Penalties for companies and individuals apply which could include a fine and/or imprisonment.

Is advertising to be a surrogate ​​illegal?

You can't advertise that you are willing to be a surrogate or that you are willing to accept any benefit for being a surrogate under an agreement. Penalties apply which could include a fine and/or imprisonment.

What are the reasonabl​e costs that can be paid to the surrogate?

A surrogate can legally be paid for costs relating to:

  • the costs of the surrogate becoming pregnant or trying to become pregnant
  • the pregnancy
  • giving birth, and
  • costs for the child.

These costs can include medical treatment, travel, accommodation and loss of income for a period of time around the birth.

Before signing a surrogacy agreement, you should get legal advice.

How do I get parental responsib​ility after I have been given the child from the surrogate?

There are three ways to become a legal parent to a child born from surrogacy:

  • applying to the Supreme Court of NSW for a parentage order under the Surrogacy Act 2010 (NSW) - this order transfers the parentage of the surrogate to the person who has the child.
  • going through the adoption process - this involves applying to the Supreme Court and, in some cases, the Federal Circuit and Family Court of Australia.
  • applying for parenting orders. Parenting Orders can give you parental responsibility, which would make you legally responsible for the child.

You should get legal advice about what option is best in your situation.

Is it illegal to enter into a co​​mmercial surrogacy arrangement overseas?

It is illegal for a person who is a resident or normally lives in NSW to advertise for or enter into a commercial (for money) surrogacy arrangement overseas.

Before you decide to enter into an overseas surrogacy arrangement, you need legal advice.

For more information, see Going overseas for international surrogacy on the Smartraveller website.

​Who are considere​d the parents of a child in a same sex relationship?

The child’s biological mother is a parent. The same sex partner of a child's biological mother is also a parent as long as:

  • there was artificial conception
  • the partner agreed to the artificial conception and was married or in a de facto relationship with the biological mother at the time of conception.

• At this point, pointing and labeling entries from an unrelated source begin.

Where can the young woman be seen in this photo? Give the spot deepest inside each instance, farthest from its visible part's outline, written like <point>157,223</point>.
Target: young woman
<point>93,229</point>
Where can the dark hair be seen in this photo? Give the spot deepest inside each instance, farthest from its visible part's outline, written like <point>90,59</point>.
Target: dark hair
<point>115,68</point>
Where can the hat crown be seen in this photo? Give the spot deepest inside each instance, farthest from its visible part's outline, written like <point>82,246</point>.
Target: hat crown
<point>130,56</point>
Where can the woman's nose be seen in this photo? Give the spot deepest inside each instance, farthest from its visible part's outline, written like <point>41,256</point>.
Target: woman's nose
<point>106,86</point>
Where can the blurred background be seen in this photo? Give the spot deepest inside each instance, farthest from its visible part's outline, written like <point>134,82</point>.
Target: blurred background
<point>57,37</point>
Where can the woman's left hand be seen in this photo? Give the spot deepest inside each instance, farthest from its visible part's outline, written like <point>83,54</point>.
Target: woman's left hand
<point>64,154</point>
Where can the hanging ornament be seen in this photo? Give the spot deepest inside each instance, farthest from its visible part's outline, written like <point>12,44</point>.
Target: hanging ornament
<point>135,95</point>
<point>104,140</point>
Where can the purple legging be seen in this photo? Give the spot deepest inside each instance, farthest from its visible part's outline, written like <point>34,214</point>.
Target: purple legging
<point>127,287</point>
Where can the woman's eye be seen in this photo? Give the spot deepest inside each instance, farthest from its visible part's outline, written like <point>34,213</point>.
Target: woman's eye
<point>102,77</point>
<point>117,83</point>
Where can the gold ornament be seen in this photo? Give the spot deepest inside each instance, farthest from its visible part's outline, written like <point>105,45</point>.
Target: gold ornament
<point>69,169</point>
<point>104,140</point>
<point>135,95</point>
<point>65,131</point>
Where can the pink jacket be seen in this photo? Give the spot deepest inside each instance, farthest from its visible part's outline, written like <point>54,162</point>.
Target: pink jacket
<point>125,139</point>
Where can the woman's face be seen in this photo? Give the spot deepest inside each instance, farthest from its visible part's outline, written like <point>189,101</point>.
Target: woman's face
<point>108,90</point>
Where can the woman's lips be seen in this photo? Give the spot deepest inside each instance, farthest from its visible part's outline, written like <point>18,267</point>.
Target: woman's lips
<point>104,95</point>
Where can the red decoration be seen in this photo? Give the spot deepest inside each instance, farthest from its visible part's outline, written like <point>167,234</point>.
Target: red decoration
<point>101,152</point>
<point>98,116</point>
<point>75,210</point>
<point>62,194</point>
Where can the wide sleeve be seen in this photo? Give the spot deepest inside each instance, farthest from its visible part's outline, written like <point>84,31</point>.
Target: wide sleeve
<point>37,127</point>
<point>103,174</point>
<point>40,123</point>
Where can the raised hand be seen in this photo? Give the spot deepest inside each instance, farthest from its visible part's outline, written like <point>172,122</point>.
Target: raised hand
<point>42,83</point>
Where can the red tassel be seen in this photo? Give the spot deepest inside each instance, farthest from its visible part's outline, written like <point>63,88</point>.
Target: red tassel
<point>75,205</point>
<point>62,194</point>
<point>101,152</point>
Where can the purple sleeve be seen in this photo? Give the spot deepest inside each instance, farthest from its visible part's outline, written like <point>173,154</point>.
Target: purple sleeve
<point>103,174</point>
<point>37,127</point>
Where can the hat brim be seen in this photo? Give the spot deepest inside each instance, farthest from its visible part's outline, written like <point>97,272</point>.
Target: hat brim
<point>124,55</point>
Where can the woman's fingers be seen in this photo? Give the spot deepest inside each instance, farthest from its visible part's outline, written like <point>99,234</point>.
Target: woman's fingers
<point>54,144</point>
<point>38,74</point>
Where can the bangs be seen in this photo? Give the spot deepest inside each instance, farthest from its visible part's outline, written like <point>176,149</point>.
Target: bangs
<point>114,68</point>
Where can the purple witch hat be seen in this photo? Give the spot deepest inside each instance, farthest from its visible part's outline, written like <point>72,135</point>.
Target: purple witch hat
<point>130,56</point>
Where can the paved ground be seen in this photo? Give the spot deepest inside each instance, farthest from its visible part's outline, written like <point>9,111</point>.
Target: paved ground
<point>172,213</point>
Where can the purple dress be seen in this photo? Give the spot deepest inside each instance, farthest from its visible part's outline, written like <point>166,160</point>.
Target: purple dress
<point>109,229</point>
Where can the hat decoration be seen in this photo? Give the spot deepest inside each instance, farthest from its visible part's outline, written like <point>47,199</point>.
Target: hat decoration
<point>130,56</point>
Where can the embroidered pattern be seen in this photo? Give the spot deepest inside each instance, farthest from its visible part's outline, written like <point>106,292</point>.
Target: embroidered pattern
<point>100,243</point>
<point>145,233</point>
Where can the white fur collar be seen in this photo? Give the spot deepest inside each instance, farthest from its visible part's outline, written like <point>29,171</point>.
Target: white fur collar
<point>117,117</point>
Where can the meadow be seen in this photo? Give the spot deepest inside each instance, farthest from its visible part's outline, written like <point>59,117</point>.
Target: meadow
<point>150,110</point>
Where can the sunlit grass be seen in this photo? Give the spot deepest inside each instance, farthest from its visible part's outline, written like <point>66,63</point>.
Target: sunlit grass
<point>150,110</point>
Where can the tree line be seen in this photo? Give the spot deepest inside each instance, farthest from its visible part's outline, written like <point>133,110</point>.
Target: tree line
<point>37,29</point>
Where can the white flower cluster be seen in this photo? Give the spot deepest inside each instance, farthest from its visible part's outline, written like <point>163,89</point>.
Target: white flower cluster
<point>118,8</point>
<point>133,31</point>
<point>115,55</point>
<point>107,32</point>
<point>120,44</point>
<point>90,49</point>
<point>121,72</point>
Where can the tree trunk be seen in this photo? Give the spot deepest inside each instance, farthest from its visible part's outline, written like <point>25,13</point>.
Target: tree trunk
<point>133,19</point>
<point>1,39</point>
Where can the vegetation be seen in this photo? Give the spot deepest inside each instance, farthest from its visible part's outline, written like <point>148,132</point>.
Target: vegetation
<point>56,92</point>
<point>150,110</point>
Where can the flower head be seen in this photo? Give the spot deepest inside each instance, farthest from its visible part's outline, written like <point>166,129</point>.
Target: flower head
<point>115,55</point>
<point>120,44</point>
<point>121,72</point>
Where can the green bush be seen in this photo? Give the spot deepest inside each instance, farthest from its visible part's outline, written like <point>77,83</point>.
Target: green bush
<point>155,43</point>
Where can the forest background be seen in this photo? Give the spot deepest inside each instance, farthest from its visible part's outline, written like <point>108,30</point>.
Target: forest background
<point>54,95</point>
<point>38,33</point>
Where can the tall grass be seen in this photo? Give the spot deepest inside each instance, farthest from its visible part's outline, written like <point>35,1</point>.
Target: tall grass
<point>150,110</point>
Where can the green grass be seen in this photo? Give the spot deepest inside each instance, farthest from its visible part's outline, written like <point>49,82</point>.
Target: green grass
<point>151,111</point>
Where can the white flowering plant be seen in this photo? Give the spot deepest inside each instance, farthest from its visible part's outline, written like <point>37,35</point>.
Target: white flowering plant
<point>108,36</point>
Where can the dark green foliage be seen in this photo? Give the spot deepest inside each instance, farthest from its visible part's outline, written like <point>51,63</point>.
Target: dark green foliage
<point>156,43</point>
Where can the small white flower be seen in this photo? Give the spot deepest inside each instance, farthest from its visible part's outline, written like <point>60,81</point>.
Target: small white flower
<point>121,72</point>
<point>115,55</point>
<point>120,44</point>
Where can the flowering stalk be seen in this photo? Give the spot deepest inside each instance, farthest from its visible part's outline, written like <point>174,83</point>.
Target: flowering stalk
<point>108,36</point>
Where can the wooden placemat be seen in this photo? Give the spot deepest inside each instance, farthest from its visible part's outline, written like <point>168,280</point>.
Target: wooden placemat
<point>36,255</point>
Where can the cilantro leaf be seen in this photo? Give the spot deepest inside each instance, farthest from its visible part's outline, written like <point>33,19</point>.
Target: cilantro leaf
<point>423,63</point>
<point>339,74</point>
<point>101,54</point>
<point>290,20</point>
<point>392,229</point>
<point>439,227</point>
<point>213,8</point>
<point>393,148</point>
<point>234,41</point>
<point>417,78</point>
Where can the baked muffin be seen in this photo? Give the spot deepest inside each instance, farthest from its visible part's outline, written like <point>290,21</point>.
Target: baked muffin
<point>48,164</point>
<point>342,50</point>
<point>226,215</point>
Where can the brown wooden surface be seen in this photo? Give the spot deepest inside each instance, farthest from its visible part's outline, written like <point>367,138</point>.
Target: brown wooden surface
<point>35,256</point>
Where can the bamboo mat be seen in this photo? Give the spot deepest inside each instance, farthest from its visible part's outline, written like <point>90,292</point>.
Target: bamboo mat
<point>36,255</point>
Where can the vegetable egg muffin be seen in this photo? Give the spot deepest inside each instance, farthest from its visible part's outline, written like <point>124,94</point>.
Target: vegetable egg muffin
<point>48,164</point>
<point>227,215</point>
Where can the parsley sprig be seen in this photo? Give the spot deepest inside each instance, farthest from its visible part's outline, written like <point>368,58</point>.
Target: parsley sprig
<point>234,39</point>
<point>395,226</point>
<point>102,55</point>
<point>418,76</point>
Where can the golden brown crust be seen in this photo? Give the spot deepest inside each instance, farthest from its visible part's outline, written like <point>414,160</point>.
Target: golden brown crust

Does a donor have parental resp​onsibility?

A person who donates s​perm for the purpose of artificial conception will not have parental responsibility if a child is born as a result. This is the case whether the artificial conception is done through a clinic or through a private arrangement.

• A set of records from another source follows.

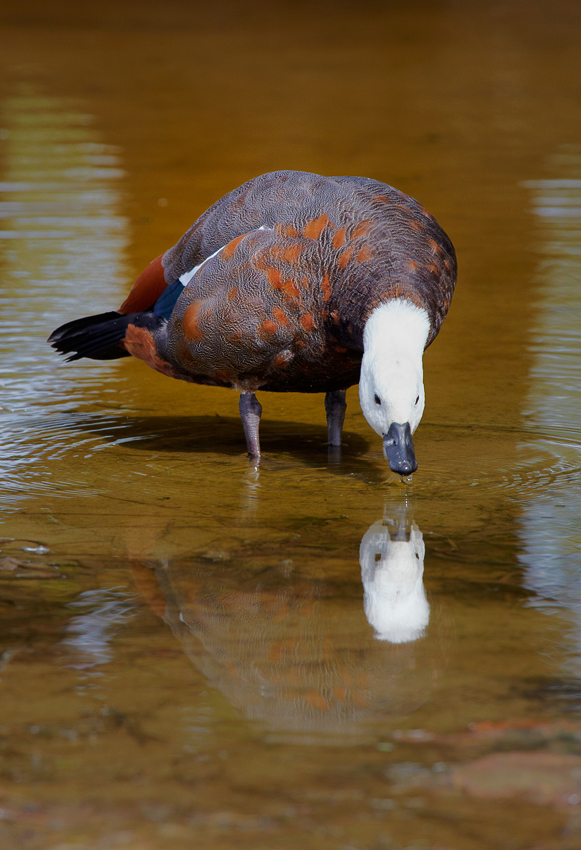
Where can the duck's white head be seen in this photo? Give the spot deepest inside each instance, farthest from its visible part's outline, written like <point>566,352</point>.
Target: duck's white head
<point>391,386</point>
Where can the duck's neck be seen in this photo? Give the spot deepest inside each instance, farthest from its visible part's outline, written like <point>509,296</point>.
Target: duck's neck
<point>395,330</point>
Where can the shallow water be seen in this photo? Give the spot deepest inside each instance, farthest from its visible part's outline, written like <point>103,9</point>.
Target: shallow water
<point>196,652</point>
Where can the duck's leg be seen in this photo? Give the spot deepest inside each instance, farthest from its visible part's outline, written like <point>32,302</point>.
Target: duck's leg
<point>250,413</point>
<point>335,407</point>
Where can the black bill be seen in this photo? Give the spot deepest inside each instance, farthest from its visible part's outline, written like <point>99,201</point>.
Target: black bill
<point>398,448</point>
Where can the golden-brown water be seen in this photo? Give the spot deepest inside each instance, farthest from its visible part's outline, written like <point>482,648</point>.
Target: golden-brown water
<point>190,647</point>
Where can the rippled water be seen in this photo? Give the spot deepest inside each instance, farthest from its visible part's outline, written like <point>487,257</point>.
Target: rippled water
<point>197,652</point>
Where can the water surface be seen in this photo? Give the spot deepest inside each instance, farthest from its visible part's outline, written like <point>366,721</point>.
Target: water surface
<point>196,652</point>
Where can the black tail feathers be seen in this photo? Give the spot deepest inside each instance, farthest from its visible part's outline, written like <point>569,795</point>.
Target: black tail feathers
<point>98,337</point>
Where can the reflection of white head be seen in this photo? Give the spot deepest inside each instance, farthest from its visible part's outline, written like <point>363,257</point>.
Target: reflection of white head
<point>392,566</point>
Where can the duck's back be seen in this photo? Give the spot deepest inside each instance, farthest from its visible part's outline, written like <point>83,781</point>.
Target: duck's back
<point>293,264</point>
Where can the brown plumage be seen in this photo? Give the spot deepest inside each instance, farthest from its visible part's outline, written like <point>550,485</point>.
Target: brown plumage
<point>291,266</point>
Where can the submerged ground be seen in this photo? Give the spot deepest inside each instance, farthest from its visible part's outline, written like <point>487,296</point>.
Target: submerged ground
<point>188,651</point>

There are some situations where a sperm donor may be considered a parent. If this situation applies to you, you should get legal advice.

I am the donor for a same sex ​​couple who had a child. Can I get an order to see the child?

There are some situations where a sperm donor may be considered a parent and may be able to apply for an order to spend time with the child. The Court will decide whether to make this order based on what is in the best interests of the child.

If this situation applies to you, you should get legal advice.